In August, the company said it had collaborated with more than 70 hospitals in China and nearly 10 in Europe.
Surgerii also established a European training center last year in a partnership with IRCAD, a surgical education and research institute based in France. Medtronic, which received Food and Drug Administration clearance for its Hugo surgical robot in December, teamed last year with IRCAD’s North American arm.
In a robotic surgery market where competition is rapidly intensifying, Surgerii sees its system as offering capabilities for multi-directional maneuvering of instruments through a single incision to reduce surgical trauma and speed patient recovery.

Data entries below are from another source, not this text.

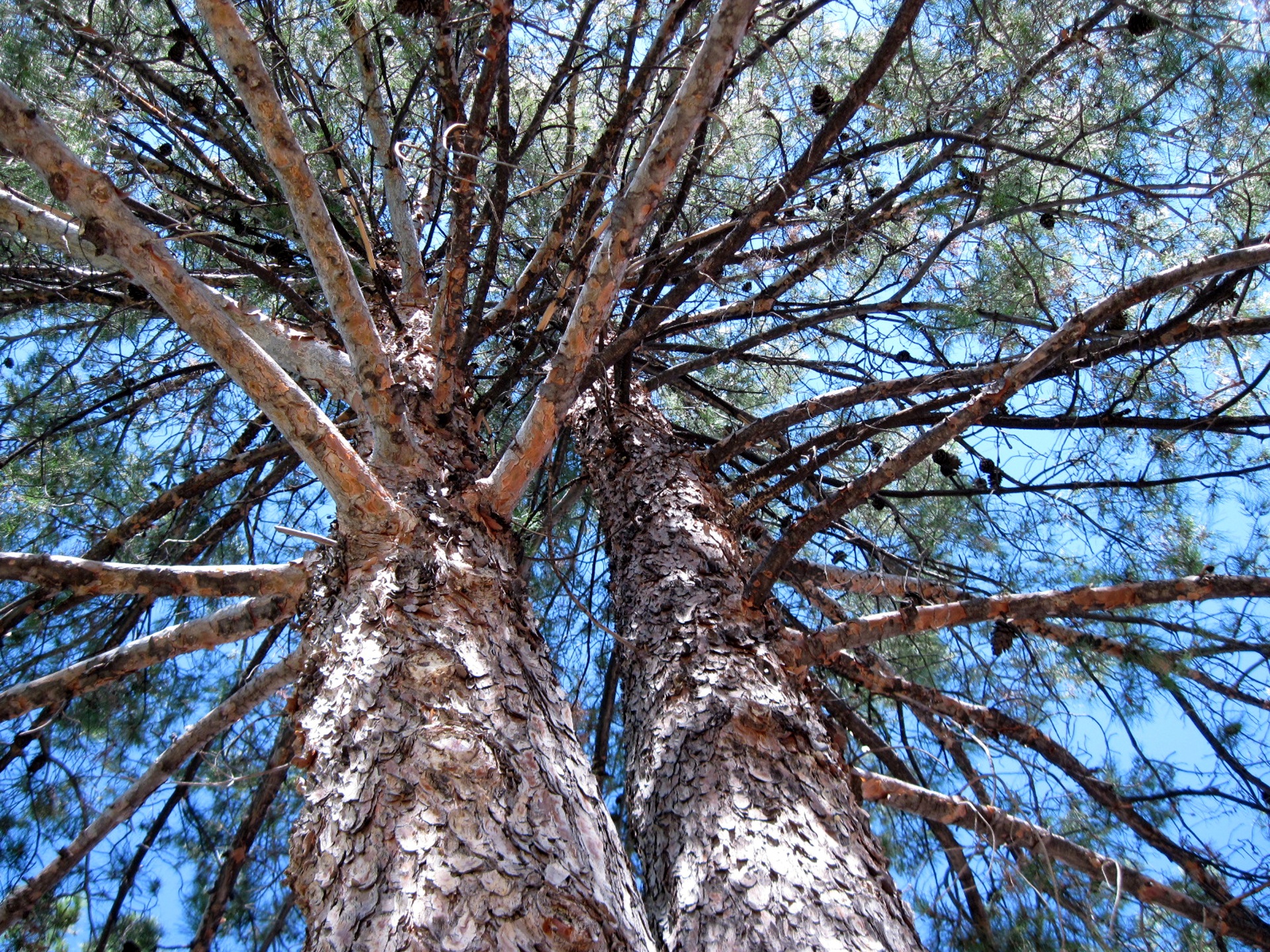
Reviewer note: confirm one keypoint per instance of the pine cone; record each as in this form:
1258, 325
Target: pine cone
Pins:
1141, 23
1003, 635
822, 100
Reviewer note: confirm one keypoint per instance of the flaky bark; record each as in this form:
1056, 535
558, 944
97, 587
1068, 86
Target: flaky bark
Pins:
742, 811
450, 804
88, 578
299, 353
313, 221
112, 227
611, 259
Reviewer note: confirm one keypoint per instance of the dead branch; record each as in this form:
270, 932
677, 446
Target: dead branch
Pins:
112, 227
237, 856
991, 397
999, 828
316, 227
872, 629
622, 231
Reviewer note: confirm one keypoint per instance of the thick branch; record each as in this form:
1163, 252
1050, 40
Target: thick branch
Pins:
1000, 828
19, 903
990, 399
771, 201
625, 226
112, 227
870, 629
314, 225
831, 576
300, 354
233, 623
88, 578
869, 738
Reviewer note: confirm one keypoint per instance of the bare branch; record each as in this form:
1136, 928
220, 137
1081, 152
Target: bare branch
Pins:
625, 226
314, 223
1000, 828
89, 578
872, 629
302, 354
233, 623
771, 201
112, 227
831, 576
23, 899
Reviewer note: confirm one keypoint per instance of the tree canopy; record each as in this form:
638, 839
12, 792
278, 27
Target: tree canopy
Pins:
962, 303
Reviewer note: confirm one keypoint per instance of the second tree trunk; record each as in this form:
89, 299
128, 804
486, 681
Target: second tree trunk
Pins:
742, 813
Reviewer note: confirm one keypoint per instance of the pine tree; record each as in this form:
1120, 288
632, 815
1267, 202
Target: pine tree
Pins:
436, 442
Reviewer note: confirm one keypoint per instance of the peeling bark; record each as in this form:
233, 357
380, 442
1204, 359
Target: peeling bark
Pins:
742, 811
448, 804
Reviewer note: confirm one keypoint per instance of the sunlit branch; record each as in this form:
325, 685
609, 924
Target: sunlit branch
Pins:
872, 629
111, 226
23, 899
240, 847
397, 192
222, 627
1000, 829
313, 221
625, 226
857, 583
996, 723
1162, 663
299, 353
841, 713
778, 194
91, 578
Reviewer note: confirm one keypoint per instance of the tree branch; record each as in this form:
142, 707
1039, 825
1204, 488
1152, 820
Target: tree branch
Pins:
23, 899
89, 578
112, 227
990, 399
996, 723
625, 226
222, 627
1000, 828
237, 856
313, 221
396, 190
870, 629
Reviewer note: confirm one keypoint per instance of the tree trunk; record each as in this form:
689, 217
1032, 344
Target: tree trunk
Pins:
742, 813
447, 803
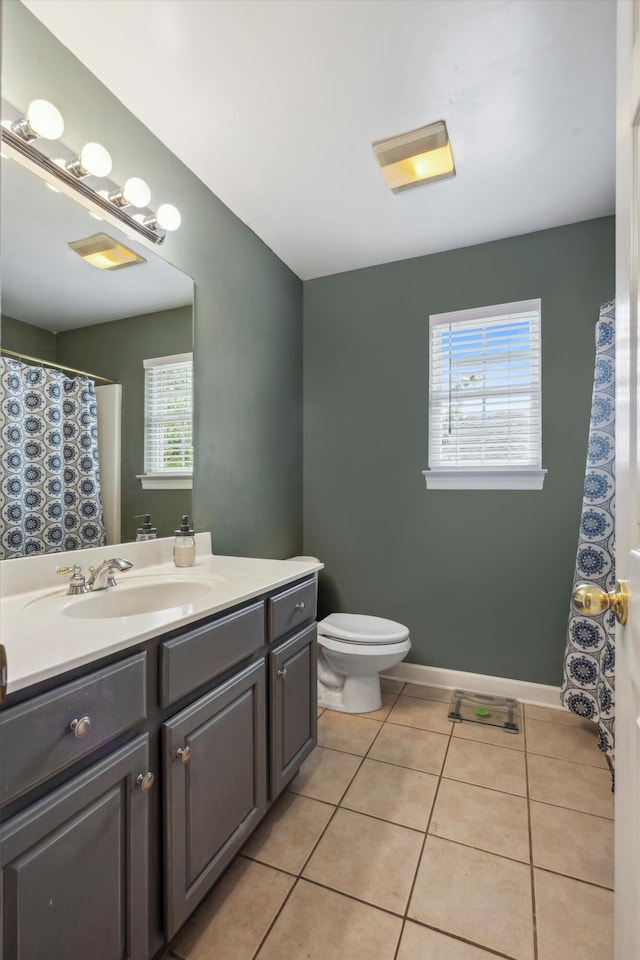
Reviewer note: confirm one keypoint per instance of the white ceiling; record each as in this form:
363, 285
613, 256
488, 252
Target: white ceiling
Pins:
274, 104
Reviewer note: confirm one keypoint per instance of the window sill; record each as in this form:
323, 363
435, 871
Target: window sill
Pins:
166, 481
532, 479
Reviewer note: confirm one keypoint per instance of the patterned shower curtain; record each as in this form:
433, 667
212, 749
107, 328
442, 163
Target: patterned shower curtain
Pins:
589, 666
50, 486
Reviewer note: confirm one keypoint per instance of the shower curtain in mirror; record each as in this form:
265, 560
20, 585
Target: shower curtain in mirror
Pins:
50, 487
589, 666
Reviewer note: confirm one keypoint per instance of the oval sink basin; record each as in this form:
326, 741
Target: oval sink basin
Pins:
131, 600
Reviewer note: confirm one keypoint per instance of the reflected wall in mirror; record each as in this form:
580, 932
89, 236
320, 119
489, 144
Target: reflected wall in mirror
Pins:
59, 309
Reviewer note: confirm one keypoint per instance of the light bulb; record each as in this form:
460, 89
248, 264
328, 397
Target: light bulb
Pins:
136, 192
95, 160
45, 120
168, 217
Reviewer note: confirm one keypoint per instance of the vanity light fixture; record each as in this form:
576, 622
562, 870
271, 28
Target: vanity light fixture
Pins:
104, 252
94, 161
167, 218
420, 156
44, 121
135, 193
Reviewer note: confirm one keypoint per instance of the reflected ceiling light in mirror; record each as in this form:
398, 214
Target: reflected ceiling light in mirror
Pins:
104, 252
45, 121
42, 120
94, 161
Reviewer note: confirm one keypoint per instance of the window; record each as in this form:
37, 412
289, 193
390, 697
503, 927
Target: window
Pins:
485, 425
168, 420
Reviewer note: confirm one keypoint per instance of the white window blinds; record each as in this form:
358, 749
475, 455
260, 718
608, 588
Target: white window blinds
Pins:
168, 414
484, 389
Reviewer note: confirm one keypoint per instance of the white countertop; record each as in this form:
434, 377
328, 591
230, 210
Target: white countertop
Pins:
42, 641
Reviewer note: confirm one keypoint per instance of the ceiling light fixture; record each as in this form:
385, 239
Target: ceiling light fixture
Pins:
44, 121
420, 156
104, 252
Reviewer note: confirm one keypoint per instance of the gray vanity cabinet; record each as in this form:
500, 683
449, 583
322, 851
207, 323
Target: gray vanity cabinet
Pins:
293, 707
74, 866
214, 787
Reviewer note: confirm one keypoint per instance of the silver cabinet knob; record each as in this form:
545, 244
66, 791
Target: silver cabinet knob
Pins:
145, 781
80, 727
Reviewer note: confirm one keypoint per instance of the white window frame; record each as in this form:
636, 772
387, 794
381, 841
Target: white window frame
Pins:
500, 476
166, 479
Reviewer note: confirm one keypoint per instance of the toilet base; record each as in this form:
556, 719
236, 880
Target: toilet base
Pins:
357, 694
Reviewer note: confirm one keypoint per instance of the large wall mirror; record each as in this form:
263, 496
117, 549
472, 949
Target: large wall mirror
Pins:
72, 316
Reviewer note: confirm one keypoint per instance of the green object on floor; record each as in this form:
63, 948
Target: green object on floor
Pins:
493, 711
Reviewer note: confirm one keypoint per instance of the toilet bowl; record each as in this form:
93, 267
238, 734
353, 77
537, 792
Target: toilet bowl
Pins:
352, 652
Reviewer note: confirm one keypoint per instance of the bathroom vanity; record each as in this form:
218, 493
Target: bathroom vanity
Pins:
133, 772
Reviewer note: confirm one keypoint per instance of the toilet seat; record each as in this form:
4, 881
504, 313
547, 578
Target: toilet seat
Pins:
356, 629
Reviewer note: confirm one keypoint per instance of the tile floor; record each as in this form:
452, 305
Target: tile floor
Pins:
407, 837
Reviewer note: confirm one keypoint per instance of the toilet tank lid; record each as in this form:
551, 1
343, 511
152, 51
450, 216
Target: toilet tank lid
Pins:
354, 627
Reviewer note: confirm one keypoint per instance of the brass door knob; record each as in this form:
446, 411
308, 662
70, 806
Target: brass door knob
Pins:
591, 601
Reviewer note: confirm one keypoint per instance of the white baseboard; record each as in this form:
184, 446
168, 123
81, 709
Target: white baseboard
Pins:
540, 694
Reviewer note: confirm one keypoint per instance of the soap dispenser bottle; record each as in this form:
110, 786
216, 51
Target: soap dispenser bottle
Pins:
184, 547
146, 531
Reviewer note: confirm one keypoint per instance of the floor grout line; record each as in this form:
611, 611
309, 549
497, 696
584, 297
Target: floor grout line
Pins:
534, 918
568, 876
312, 851
424, 843
404, 915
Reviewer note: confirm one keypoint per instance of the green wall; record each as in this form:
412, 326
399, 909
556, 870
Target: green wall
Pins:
481, 578
117, 350
248, 307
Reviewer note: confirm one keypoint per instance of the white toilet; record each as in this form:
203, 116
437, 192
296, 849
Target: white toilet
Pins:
352, 652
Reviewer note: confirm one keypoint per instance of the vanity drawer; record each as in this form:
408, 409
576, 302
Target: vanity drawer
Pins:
291, 609
44, 735
188, 661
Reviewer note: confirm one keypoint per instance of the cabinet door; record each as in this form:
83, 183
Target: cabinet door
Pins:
75, 867
293, 707
215, 788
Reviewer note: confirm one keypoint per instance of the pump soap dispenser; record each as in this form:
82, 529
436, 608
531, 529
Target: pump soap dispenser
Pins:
146, 531
184, 547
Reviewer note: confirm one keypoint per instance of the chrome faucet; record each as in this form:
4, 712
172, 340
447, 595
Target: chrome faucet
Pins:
102, 577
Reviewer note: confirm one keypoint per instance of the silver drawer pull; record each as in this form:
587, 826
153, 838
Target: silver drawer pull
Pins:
80, 727
3, 674
145, 781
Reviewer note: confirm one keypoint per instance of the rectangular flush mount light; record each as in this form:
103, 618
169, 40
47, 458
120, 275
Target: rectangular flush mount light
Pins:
420, 156
104, 252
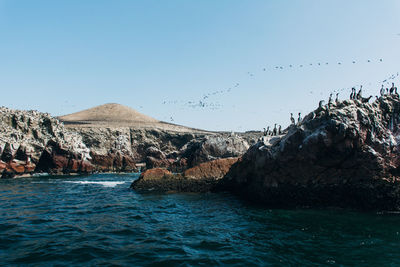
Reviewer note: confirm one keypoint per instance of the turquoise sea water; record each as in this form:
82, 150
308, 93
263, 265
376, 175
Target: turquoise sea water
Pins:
97, 220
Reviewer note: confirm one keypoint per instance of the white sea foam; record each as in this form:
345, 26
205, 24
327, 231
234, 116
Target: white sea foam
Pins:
103, 183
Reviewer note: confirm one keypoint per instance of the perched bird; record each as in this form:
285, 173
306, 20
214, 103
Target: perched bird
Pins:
352, 95
292, 119
359, 94
330, 100
365, 100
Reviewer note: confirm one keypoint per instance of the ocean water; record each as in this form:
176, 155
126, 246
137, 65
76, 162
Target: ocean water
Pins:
98, 221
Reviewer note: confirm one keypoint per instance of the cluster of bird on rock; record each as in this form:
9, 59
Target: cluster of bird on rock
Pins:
353, 96
274, 132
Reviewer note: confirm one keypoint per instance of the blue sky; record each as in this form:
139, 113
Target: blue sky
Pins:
65, 56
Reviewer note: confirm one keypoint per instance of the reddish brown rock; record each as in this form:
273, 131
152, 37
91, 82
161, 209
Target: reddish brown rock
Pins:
3, 166
201, 178
102, 162
113, 162
215, 169
16, 166
57, 159
156, 173
345, 155
8, 153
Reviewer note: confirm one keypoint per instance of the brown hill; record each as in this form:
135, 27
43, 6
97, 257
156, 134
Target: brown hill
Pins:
116, 115
108, 113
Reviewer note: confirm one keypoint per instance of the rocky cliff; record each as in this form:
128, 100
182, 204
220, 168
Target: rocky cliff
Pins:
201, 178
26, 137
110, 128
345, 154
32, 141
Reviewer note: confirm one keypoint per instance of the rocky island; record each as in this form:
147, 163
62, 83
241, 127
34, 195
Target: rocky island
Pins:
345, 155
107, 138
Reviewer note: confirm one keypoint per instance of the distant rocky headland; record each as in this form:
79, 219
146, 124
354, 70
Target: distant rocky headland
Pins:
107, 138
343, 154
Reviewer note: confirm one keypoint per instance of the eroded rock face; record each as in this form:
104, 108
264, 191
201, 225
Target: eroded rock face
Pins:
213, 147
346, 155
215, 169
24, 137
201, 178
57, 159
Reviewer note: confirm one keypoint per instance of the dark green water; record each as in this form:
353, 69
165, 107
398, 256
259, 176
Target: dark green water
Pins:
98, 220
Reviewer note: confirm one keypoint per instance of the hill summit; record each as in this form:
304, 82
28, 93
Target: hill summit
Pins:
111, 112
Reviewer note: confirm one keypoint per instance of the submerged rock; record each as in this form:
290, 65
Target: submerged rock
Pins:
345, 155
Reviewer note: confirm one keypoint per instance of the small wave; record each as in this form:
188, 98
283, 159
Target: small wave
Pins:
103, 183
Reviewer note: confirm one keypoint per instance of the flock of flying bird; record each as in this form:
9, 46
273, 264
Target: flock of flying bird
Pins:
205, 102
354, 95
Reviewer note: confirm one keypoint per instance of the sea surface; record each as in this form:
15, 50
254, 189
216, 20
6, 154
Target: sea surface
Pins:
98, 221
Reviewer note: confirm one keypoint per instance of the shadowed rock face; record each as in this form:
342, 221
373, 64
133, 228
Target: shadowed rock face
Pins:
346, 155
201, 178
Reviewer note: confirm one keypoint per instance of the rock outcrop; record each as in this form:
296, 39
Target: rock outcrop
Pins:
201, 178
107, 138
24, 137
344, 155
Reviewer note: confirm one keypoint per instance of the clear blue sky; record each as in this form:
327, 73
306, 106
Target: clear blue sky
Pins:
65, 56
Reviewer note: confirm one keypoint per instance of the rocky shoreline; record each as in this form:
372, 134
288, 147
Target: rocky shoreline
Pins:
345, 155
32, 142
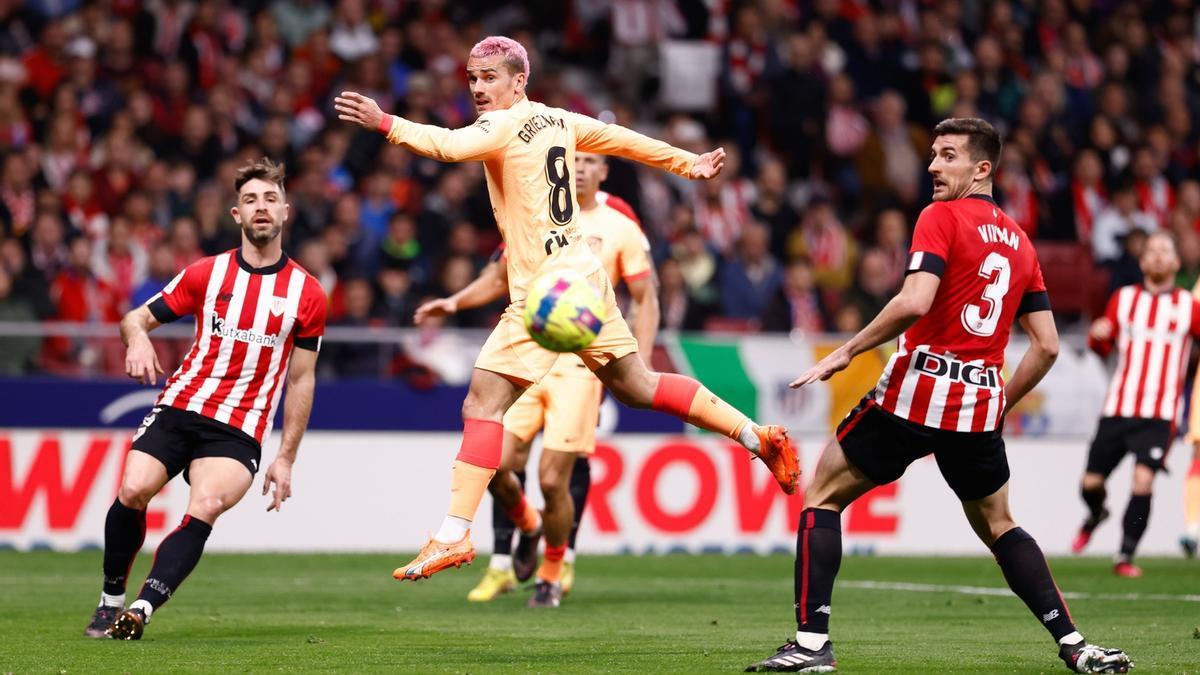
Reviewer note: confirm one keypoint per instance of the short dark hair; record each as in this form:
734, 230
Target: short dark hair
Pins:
983, 139
263, 168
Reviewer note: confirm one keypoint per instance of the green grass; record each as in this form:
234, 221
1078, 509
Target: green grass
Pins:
289, 613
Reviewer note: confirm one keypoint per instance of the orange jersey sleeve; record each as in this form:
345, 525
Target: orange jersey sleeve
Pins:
594, 136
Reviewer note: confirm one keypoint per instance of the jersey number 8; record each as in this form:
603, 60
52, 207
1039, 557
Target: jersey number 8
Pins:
975, 318
558, 175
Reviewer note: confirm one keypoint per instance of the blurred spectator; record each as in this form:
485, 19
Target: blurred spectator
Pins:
120, 262
1116, 221
17, 354
823, 239
892, 160
873, 285
771, 205
355, 359
160, 270
797, 305
679, 310
750, 279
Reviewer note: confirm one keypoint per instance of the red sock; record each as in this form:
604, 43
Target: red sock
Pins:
481, 442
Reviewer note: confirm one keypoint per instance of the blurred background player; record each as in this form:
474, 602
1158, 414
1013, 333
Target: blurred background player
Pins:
565, 405
1153, 324
528, 151
942, 394
252, 305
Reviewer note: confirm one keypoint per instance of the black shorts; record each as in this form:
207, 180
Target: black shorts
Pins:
1149, 440
882, 446
177, 436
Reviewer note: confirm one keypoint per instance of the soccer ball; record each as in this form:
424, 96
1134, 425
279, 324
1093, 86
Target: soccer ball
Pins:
563, 311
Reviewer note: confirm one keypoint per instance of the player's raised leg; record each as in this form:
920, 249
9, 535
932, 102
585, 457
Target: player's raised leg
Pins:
125, 531
636, 386
479, 457
1025, 568
217, 484
1137, 518
555, 476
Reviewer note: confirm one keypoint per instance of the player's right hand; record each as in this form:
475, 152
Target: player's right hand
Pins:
442, 306
825, 369
141, 360
1102, 329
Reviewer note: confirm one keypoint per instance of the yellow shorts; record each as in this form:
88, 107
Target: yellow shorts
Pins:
564, 407
511, 352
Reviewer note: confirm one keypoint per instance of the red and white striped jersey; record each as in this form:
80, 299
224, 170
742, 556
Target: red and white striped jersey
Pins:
946, 372
1153, 333
247, 320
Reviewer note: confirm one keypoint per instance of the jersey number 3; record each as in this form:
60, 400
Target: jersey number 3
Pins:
982, 320
558, 175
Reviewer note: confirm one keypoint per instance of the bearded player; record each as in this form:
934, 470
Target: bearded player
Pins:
941, 393
528, 154
258, 317
565, 405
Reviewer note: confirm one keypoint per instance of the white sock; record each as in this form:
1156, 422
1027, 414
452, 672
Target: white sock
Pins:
112, 601
145, 607
453, 530
813, 641
1074, 638
748, 438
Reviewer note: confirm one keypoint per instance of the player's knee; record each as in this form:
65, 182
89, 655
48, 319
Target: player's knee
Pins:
208, 507
136, 494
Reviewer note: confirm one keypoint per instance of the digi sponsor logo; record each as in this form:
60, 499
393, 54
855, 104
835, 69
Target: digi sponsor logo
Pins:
973, 374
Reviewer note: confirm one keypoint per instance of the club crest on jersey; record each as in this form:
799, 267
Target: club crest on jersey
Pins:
973, 374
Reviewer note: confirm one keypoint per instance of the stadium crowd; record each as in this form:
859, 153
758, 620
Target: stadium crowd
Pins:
121, 124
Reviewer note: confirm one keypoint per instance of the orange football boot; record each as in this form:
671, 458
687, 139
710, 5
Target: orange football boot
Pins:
775, 449
435, 557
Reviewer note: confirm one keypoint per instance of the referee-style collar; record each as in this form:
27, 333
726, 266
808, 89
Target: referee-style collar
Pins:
274, 268
984, 197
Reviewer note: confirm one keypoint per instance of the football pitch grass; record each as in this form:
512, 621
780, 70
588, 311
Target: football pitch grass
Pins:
675, 613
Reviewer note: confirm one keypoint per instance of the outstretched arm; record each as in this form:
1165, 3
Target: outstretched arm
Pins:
463, 144
141, 359
594, 136
898, 315
1038, 358
491, 285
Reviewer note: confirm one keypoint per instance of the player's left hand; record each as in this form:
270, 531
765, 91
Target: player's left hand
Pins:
708, 165
360, 109
280, 472
825, 369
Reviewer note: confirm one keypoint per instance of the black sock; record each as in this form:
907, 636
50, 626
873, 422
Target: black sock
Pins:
174, 560
502, 525
581, 482
1137, 517
1095, 501
125, 531
817, 559
1029, 575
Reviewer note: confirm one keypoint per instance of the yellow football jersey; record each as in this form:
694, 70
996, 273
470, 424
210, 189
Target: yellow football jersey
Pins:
528, 154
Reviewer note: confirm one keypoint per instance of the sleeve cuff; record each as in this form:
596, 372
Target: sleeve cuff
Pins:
924, 261
1035, 302
161, 311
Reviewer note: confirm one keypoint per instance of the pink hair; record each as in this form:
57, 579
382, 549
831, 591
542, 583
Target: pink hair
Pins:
515, 57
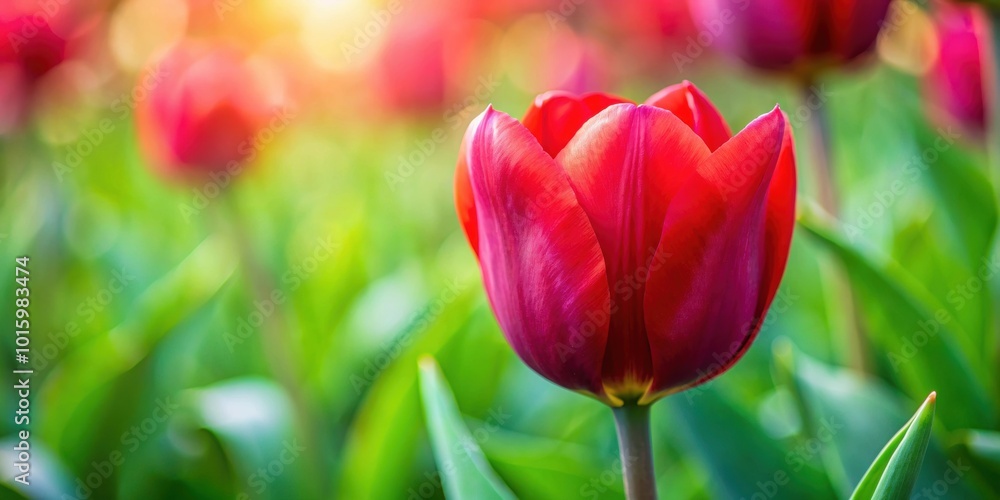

The robot competes internationally with Intuitive Surgical’s da Vinci single port system, which gained new indications in the U.S. in December for inguinal hernia repair, gallbladder removal and appendectomy procedures.
Other robot makers with single port systems include Virtual Incision, which won FDA de novo authorization in 2024 for its MIRA system in colectomy procedures and is now working on a next-generation version, and Vicarious Surgical, which is developing a single port system for abdominal procedures.
Also participating in Surgerii’s funding round were Shanghai Healthcare Capital, V Star Capital, DNV Capital and Hefei Industrial Investment.